A APLB-Sindicato dos Trabalhadores em Educação do Estado da Bahia, promove uma manifestação na próxima quarta-feira (22/11), às 14h30, em frente à DERCCA, em apoio e solidariedade à professora de filosofia do colégio estadual Thales de Azevedo que recebeu uma intimação para comparecer à Delegacia de Repressão a Crimes contra a Criança e o Adolescente. A professora teve que ser hospitalizada, após uma aluna apresentar queixa sobre o conteúdo apresentado em sala de aula, com temas relacionados a questões de gênero, racismo, assédio, machismo e diversidade.

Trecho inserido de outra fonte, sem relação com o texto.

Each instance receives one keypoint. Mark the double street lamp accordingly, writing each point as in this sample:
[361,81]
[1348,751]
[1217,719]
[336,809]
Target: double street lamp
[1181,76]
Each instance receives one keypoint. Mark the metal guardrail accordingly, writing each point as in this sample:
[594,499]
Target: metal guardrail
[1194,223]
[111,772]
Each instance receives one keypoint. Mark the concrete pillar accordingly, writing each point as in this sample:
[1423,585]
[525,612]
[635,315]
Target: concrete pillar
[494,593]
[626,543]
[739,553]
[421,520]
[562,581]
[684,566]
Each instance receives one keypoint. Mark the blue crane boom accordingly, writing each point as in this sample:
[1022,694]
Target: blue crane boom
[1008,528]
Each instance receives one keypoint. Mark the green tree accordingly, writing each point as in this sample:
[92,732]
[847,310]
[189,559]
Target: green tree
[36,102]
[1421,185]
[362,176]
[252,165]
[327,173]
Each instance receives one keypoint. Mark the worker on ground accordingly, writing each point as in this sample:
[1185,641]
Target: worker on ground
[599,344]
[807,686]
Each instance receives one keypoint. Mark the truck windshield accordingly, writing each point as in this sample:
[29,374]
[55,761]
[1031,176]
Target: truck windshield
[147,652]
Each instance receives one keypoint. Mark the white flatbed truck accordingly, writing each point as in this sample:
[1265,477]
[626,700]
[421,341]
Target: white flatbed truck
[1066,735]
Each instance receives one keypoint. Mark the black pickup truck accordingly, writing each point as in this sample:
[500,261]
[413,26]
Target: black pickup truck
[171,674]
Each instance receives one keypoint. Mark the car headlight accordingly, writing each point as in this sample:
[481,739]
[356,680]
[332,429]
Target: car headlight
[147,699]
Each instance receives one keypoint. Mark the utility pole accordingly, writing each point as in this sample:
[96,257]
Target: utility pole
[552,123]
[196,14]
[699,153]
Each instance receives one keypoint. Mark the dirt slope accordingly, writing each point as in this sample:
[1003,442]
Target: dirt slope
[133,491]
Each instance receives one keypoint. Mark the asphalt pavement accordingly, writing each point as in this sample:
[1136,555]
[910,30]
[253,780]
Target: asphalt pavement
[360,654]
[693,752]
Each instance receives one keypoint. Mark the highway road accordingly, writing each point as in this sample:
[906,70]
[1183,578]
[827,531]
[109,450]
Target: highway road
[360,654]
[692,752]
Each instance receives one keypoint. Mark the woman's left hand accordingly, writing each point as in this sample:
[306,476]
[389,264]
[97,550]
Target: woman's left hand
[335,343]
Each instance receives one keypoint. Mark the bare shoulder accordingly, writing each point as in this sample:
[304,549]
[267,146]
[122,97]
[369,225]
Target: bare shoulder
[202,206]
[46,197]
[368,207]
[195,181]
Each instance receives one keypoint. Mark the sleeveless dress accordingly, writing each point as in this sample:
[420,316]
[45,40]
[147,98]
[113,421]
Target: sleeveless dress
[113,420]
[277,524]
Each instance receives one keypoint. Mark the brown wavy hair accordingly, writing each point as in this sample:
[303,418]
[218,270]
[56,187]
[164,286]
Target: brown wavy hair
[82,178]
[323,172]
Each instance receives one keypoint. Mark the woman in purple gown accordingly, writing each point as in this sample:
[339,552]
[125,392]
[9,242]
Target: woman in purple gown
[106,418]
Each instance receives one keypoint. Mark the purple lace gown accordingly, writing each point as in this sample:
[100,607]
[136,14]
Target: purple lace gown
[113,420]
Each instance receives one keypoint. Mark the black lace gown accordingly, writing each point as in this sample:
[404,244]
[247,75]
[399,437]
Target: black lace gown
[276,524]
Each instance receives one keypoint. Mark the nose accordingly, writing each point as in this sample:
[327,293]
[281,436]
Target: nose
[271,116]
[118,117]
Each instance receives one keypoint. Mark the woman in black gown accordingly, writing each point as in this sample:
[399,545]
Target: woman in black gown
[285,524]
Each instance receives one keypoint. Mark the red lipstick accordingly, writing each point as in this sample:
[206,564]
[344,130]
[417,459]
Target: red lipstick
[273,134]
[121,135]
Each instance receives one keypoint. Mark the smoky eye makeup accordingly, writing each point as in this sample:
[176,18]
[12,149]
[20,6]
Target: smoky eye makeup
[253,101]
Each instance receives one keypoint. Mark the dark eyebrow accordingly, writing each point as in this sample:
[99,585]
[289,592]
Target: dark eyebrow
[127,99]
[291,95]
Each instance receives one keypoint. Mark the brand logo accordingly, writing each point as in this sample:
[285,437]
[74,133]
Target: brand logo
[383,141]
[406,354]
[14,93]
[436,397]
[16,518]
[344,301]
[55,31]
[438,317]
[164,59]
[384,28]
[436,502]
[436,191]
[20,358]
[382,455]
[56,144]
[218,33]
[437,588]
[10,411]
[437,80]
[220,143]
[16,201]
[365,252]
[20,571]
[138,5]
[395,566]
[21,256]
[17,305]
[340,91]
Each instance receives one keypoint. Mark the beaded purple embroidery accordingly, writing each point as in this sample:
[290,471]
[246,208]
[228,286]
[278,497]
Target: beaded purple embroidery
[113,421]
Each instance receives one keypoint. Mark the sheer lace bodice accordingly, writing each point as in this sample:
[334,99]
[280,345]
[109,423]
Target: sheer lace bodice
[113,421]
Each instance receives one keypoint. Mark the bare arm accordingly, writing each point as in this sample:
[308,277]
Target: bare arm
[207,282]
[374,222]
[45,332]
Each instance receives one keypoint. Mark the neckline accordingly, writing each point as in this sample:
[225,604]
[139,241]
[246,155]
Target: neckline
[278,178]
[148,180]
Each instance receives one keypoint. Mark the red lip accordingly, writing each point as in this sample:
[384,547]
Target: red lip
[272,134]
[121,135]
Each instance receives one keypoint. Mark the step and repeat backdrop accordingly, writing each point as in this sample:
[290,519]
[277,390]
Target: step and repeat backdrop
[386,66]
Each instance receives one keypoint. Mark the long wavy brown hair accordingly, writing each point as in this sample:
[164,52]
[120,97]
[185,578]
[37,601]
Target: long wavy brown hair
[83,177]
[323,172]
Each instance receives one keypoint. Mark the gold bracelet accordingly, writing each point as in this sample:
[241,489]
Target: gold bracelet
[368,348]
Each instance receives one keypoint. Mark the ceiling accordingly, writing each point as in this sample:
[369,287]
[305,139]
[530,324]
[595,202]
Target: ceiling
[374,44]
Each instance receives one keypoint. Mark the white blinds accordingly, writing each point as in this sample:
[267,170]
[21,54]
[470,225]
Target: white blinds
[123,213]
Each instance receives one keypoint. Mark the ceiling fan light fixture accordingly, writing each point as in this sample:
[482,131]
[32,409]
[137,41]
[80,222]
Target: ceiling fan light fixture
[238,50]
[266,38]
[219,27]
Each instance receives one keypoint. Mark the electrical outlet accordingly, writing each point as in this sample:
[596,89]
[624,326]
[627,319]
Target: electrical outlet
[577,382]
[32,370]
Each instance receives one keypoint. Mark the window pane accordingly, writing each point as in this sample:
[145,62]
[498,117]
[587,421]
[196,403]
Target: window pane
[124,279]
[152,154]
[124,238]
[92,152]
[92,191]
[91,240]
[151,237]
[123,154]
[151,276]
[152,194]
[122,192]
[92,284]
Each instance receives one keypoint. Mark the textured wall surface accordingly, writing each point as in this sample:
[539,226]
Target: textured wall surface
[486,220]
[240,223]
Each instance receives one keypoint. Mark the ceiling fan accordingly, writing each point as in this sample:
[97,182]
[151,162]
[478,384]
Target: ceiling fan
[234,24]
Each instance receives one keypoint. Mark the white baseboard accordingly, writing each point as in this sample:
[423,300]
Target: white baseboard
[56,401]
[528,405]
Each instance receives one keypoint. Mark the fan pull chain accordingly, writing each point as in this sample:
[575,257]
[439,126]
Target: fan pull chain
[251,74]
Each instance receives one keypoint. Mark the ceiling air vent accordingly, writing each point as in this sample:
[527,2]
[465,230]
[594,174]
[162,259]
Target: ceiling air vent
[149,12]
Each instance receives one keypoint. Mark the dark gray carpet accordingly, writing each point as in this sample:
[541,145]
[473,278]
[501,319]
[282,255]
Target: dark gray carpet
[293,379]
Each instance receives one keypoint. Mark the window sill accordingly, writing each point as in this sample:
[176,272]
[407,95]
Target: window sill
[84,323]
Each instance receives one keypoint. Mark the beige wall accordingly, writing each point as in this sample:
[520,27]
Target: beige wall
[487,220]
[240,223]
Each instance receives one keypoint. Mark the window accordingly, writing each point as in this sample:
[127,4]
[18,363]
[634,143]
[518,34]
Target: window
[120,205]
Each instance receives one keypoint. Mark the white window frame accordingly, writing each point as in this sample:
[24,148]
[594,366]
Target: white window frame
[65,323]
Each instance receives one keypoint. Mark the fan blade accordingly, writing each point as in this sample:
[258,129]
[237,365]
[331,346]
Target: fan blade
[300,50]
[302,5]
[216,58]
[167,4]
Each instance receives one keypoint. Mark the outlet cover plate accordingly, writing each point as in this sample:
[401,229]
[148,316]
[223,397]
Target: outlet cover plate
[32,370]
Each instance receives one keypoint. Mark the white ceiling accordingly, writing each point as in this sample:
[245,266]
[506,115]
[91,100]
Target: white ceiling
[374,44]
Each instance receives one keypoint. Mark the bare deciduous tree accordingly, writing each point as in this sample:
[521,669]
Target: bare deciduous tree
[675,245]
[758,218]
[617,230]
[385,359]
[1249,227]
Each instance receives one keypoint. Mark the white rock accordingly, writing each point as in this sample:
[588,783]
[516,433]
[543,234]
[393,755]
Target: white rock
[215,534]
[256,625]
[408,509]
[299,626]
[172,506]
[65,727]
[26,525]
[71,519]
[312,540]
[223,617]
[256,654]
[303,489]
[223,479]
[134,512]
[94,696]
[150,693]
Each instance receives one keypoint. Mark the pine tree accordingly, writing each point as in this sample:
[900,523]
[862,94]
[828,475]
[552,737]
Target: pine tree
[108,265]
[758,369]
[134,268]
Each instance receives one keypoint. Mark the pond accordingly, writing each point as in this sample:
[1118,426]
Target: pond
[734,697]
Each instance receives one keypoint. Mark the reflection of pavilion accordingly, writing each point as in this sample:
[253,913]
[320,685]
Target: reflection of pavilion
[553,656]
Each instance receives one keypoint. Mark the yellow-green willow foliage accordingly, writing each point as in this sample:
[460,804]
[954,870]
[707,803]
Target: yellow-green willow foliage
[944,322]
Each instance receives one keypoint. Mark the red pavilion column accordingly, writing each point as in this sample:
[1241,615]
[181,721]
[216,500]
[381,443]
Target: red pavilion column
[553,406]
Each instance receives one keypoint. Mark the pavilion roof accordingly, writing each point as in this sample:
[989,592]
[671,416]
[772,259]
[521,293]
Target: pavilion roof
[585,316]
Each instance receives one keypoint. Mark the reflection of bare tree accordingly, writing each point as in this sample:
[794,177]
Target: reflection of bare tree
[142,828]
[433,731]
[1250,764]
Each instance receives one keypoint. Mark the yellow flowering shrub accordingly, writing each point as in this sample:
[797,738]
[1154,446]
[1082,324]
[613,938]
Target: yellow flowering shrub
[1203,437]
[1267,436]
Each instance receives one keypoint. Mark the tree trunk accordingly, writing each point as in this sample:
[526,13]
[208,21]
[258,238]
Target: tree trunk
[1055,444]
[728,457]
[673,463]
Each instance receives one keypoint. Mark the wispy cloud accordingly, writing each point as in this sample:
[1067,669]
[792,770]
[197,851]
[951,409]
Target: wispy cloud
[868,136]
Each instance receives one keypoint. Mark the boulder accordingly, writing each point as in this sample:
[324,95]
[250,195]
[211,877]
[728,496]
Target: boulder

A APLB repudia veemente à intimação e toda e qualquer tentativa de silenciamento aos docentes e a mordaça à liberdade acadêmica ou autonomia pedagógica. Para o coordenador-geral da APLB, Rui Oliveira, quarta-feira é um dia de luta e total solidariedade à professora intimada. “Ninguém vai calar a nossa voz. Chega de mordaça! O que aconteceu na escola Thales de Azevedo pode acontecer em qualquer escola da Bahia e do Brasil. Por isso, vamos dar um basta! Convocamos os trabalhadores e trabalhadoras em Educação, redes estadual e municipal, estudantes, pais e mães de alunos, a comunidade escolar e a sociedade em geral para juntos defendermos a liberdade de ensinar e aprender. Chega de negacionismo! Quarta-feira à tarde a aula vai ser em frente à DERCCA. Vamos todos dizer NÃO à ditadura e a censura. Ninguém vai calar a voz dos educadores e educadoras da Bahia e do Brasil”, destaca Rui Oliveira.

Para a APLB a queixa, com a consequência da intimação policial, é uma clara tentativa de censura ao exercício laboral da professora, ao mesmo tempo, que ofende o corpo docente e a gestão da escola, pois viola direitos preservados em disposições da Lei de Diretrizes e Bases da Educação e do Plano Nacional de Educação.